Queen Chandia a reçu une aide alimentaire du Programme alimentaire mondial et a cultivé des terres appartenant à son voisin ougandais. La jeune femme a vendu les récoltes excédentaires, mais avec la chute des prix du maïs et du sorgho, Queen Chandia a eu du mal à joindre les deux bouts. Puis, en 2014, tout a changé.

Queen Chandia a été sélectionnée pour participer à un projet de promotion du développement du riz (PRiDe), une initiative de l'Agence japonaise de coopération internationale (AJCI) qui vise à promouvoir la production de riz parmi les réfugiés et les agriculteurs ougandais. Le riz est une culture prioritaire pour l'Ouganda et le cultiver signifie que les réfugiés peuvent contribuer à l'économie locale et aider le pays à atteindre ses objectifs de développement. Pour Queen Chandia, ce fut aussi une occasion en or de s'assurer des revenus.

« Le riz est une culture vivrière et une culture destinée à la vente », explique Minoru Yoshino, conseiller principal du projet PRiDe, qui a formé plus de 50 000 agriculteurs depuis son lancement en 2011. « [Le faire pousser] améliore la sécurité alimentaire et les moyens d'existence des réfugiés comme des Ougandais. »

Queen Chandia s'est rendue sur des terres en périphérie de Kampala où elle a appris à cultiver le riz. S'entraînant avec un groupe de réfugiés et d'Ougandais, elle a appris à préparer la terre et à semer en ligne droite, ce qui a facilité la récolte et le désherbage.

A la fin de la formation, le groupe a reçu un sac de semences de riz à utiliser. Cependant, Queen Chandia n'avait pas assez de place pour semer sur son terrain. Elle s'est adressée à Samuel Lagu, un agriculteur ougandais également inscrit au programme de formation, qui a accepté de lui céder un tiers de ses terres, ainsi qu'à deux autres réfugiés, pour cultiver du riz.
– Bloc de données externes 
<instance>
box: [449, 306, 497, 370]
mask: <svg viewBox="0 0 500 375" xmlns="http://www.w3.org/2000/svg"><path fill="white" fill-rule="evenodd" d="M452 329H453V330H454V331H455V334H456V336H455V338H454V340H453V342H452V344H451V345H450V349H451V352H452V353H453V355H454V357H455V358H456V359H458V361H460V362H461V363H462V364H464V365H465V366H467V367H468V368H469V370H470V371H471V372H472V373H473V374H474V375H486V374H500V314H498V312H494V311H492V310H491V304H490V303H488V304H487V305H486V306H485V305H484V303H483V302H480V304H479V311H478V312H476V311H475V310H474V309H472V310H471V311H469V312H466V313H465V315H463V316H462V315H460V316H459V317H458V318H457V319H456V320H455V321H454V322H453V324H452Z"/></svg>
Pour Samuel, c’était un geste naturel.

« Nous partageons tout avec les réfugiés », dit Samuel, dont l'expérience d'avoir reçu de l'aide en tant que réfugié au Soudan du Sud dans les années 80 l'a incité à rendre la pareille. « Nous n'allons pas les refuser, ils sont nos frères. Je donne des terres aux réfugiés parce qu'ils n'ont pas de terres ici en Ouganda. »

« Maintenant, nous savons comment semer, désherber, récolter, stocker et bien sécher », poursuit-il. « C'est grâce à la présence des réfugiés que nous avons pu bénéficier de cette formation, c'est pourquoi nous travaillons maintenant ensemble. »
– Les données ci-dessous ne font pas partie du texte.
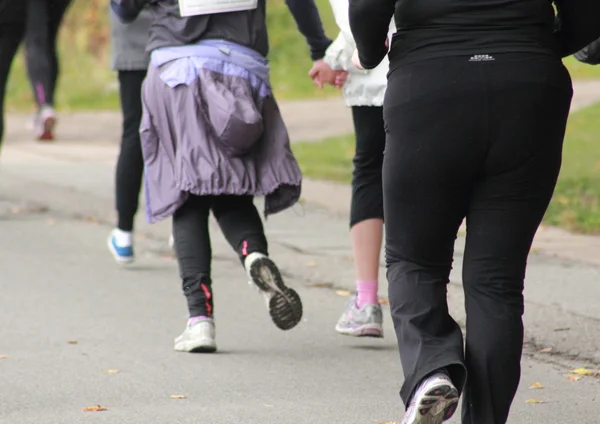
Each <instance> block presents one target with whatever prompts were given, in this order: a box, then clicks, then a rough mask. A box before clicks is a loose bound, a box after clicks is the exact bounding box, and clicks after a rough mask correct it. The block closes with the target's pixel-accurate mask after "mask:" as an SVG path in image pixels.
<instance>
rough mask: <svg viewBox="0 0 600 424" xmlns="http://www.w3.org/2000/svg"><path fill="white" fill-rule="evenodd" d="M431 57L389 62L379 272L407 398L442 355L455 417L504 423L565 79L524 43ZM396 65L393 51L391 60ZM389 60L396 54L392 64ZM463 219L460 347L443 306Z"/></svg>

« Maintenant nous savons comment semer, désherber, récolter. »

Queen Chandia passe maintenant chaque week-end avec ses enfants à la ferme de Samuel, s'occupant de deux acres de rizières. De nombreux voisins de Samuel ont cédé des terres à d'autres réfugiés dans le cadre d'arrangements individuels où aucun loyer n’est perçu de la part de qui que ce soit. Pour Queen Chandia, comme pour Samuel, partager la terre est quelque chose de naturel.

« C'est facile, nous partageons, ‘qui se ressemble s’assemble’ », s’enchante Queen Chandia, qui affirme que les cultures, la langue, les coutumes et les modes de vie étroitement liés contribuent également à favoriser les relations étroites entre les Soudanais du Sud et les Ougandais. « Sans frontière, nous sommes les mêmes. »
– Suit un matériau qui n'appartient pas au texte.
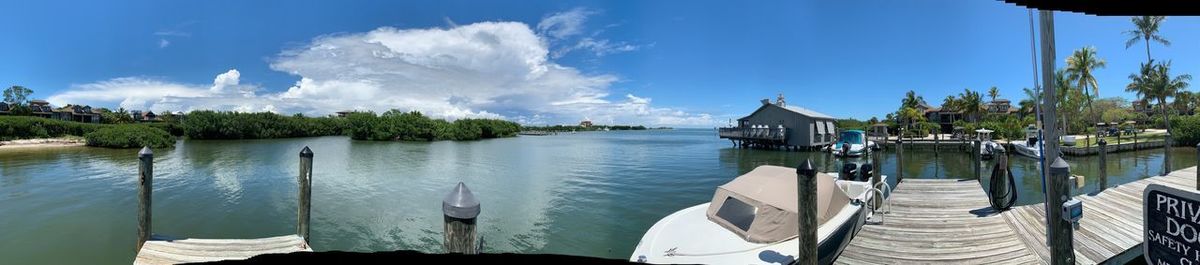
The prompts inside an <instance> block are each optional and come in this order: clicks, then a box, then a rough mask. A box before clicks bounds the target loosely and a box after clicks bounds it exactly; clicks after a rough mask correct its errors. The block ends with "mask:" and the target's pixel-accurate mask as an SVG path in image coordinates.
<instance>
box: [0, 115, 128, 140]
mask: <svg viewBox="0 0 1200 265" xmlns="http://www.w3.org/2000/svg"><path fill="white" fill-rule="evenodd" d="M106 126H108V125H97V124H83V122H74V121H61V120H52V119H46V118H36V116H0V140H12V139H31V138H50V137H62V135H83V134H85V133H89V132H94V131H96V130H98V128H103V127H106Z"/></svg>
Le projet de promotion du développement du riz porté par l’AJCI incarne l’exemple-type du partenaire de développement qui travaille avec le gouvernement et le HCR pour soutenir à la fois les réfugiés et les communautés hôtes en Ouganda. Cette approche vise à favoriser la coexistence pacifique entre les groupes et s'inscrit dans le cadre d'une réponse plus large aux mouvements de réfugiés connue sous le nom de Cadre d'action global pour les réfugiés, ou CRRF.

Depuis la formation, Queen Chandia a vu son rendement doubler. Grâce à la terre et au riz qu'elle y cultive, elle a pu se diversifier dans l'élevage de porcs, de chèvres et de moutons. Elle prévoit d'acheter une vache avec le produit de sa prochaine récolte.

Les revenus supplémentaires tirés du riz ont également permis à Queen Chandia de construire une maison pour les enfants et de les maintenir tous scolarisés. En retour, les enfants donnent un coup de main à la ferme en fin de semaine et pendant les vacances. Aujourd'hui, Queen Chandia se tourne vers la nouvelle génération qu'elle a élevée pour reprendre un jour le flambeau de l'agriculture.

« Quand je vois mon riz, aussi bon soit-il, cela me remplit de joie », partage Queen Chandia, ajoutant qu'elle espère que ses enfants transmettront tout ce qu'ils ont appris d'elle sur l'agriculture. « J'espère que ce que nous faisons ici, mes enfants en font aussi l'apprentissage. Et qu'ils deviendront de futurs enseignants. »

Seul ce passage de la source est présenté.